When you can use monotonic stack: given a 1-d array, find the index of the number which is the closest larger / smaller number of the current number. Time complexity O(n).
LeetCode 739
Daily Temperatures (Medium) [link]
Brute Force solution: time complexity O(n^2).
Using monotonic stack: time complexity O(n). Keep track of the index in a stack in increasing order of the values from top to bottom. Then the resulting table is result[stack.top()] = i-stack.top()
.
class Solution:
def dailyTemperatures(self, temperatures: List[int]) -> List[int]:
result = [0]*len(temperatures)
stack = [0] # index of the temperatures[0]

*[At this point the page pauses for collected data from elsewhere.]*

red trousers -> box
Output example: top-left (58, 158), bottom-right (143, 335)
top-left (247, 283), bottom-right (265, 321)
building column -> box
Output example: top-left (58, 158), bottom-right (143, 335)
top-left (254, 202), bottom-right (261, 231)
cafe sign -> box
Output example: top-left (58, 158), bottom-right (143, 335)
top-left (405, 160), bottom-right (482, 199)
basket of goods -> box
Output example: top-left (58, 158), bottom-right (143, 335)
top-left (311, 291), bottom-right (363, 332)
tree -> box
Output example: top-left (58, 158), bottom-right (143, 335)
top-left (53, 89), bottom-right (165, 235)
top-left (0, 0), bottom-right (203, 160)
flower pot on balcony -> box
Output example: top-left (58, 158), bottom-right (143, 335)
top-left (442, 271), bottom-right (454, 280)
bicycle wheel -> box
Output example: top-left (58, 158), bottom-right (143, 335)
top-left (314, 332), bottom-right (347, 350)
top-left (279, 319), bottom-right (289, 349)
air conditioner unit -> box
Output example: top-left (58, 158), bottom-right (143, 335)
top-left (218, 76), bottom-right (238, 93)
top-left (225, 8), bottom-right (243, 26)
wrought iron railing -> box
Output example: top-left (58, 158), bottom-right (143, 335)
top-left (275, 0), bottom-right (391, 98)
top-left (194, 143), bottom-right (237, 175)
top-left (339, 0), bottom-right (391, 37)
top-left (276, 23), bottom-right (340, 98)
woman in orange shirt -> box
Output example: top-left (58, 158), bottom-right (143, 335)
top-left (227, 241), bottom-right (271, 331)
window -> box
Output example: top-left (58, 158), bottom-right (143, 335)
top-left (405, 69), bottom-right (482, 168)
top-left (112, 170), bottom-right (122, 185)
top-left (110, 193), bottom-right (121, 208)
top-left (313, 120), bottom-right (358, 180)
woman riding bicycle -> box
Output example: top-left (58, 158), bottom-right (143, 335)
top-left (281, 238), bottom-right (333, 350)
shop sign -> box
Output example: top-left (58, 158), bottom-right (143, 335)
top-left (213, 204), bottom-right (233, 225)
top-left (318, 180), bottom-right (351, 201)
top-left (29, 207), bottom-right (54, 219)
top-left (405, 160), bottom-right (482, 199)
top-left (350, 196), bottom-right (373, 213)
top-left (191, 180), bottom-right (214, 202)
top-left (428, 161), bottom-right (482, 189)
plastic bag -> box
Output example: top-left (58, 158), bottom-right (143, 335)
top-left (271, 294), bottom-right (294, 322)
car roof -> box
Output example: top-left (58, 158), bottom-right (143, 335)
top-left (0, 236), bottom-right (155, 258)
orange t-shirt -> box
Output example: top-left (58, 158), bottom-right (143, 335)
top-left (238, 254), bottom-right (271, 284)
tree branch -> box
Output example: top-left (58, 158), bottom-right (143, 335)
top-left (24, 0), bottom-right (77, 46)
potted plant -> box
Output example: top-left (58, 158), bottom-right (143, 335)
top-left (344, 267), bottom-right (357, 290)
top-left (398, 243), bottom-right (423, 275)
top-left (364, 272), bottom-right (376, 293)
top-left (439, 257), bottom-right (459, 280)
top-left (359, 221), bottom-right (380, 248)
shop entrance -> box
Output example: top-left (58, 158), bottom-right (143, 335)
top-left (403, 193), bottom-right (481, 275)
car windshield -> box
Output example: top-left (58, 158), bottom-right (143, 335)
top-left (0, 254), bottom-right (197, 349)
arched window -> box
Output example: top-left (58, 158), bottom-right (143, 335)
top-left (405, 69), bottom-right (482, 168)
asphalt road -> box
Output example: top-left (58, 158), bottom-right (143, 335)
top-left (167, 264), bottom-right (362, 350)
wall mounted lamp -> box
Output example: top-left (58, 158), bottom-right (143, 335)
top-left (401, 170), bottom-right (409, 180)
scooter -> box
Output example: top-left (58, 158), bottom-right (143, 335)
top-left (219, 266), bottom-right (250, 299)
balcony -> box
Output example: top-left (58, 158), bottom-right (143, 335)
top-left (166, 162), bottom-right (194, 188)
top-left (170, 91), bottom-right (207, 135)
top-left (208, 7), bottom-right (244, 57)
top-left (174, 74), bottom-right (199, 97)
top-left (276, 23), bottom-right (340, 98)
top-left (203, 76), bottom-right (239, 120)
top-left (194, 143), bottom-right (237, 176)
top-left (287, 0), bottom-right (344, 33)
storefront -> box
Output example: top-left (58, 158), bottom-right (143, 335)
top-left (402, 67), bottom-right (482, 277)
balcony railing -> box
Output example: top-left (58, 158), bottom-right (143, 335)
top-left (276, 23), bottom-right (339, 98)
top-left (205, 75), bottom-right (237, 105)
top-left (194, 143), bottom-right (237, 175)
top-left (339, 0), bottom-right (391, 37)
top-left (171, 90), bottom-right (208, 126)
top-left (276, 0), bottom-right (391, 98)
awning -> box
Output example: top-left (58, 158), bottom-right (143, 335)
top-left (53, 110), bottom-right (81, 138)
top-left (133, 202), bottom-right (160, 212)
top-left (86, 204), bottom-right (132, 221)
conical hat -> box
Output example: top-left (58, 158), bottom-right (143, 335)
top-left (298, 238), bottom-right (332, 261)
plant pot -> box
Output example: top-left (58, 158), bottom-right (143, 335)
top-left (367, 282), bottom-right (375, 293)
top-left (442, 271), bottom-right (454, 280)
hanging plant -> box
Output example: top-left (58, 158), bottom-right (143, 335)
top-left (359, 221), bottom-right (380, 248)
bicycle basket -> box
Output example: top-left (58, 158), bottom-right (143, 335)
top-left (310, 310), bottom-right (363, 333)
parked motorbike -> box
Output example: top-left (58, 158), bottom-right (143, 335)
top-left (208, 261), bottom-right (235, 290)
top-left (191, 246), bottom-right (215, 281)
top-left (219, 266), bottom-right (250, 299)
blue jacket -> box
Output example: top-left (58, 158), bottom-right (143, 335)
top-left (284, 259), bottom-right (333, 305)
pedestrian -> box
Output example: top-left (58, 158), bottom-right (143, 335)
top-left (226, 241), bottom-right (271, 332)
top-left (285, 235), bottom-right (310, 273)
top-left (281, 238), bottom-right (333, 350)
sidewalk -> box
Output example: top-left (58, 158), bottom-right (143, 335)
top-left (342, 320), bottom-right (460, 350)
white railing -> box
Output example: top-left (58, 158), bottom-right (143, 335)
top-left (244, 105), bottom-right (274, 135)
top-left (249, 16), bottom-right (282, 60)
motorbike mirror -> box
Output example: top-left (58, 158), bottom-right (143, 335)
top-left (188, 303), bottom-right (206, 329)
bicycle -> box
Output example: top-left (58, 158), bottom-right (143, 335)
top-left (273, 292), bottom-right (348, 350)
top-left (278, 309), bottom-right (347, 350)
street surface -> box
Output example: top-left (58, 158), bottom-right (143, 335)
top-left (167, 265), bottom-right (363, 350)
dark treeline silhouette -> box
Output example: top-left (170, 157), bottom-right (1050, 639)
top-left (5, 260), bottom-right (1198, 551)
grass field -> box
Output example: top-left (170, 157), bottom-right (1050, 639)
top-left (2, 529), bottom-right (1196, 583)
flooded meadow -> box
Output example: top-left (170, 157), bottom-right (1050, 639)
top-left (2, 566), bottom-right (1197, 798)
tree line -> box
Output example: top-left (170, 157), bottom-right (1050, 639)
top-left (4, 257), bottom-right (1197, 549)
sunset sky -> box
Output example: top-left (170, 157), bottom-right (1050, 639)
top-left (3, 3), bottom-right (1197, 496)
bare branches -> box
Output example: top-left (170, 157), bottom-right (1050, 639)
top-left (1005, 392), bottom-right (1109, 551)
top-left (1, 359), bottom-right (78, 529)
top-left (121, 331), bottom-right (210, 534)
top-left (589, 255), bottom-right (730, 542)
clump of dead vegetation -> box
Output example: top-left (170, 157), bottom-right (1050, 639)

for i in range(1, len(temperatures)):
if temperatures[i] <= temperatures[stack[-1]]:
stack.append(i)
else:
while len(stack) != 0 and temperatures[i] > temperatures[stack[-1]]:
result[stack[-1]] = i-stack[-1]
stack.pop()
stack.append(i)
return result
LeetCode 496
Next Greater Element I (Easy) [link]
Time complexity O(n+m).
class Solution:
def nextGreaterElement(self, nums1: List[int], nums2: List[int]) -> List[int]:
result = [-1] * len(nums1)
stack = [0]
for i in range(1, len(nums2)):
if nums2[i] <= nums2[stack[-1]]:
stack.append(i)
else:
while len(stack) !=0 and nums2[i] > nums2[stack[-1]]:
if nums2[stack[-1]] in nums1:
ind = nums1.index(nums2[stack[-1]])
result[ind] = nums2[i]
stack.pop()
stack.append(i)
return result
LeetCode 503
Next Greater Element II (Medium) [link]
We are going to find the next greater number in a circular integer array. The idea is to concatenate two input arrays and solve the problem as LC 496.
class Solution:
def nextGreaterElements(self, nums: List[int]) -> List[int]:
res = [-1] * len(nums)
stack = [0]
for i in range(1, len(nums)*2):
if nums[i%len(nums)] <= nums[stack[-1]]:
stack.append(i%len(nums))
else:
while (len(stack) != 0 and nums[i%len(nums)] > nums[stack[-1]]):
res[stack[-1]] = nums[i%len(nums)]
stack.pop()
stack.append(i%len(nums))
return res
Note that all the solution above can be simplified to avoid if-else.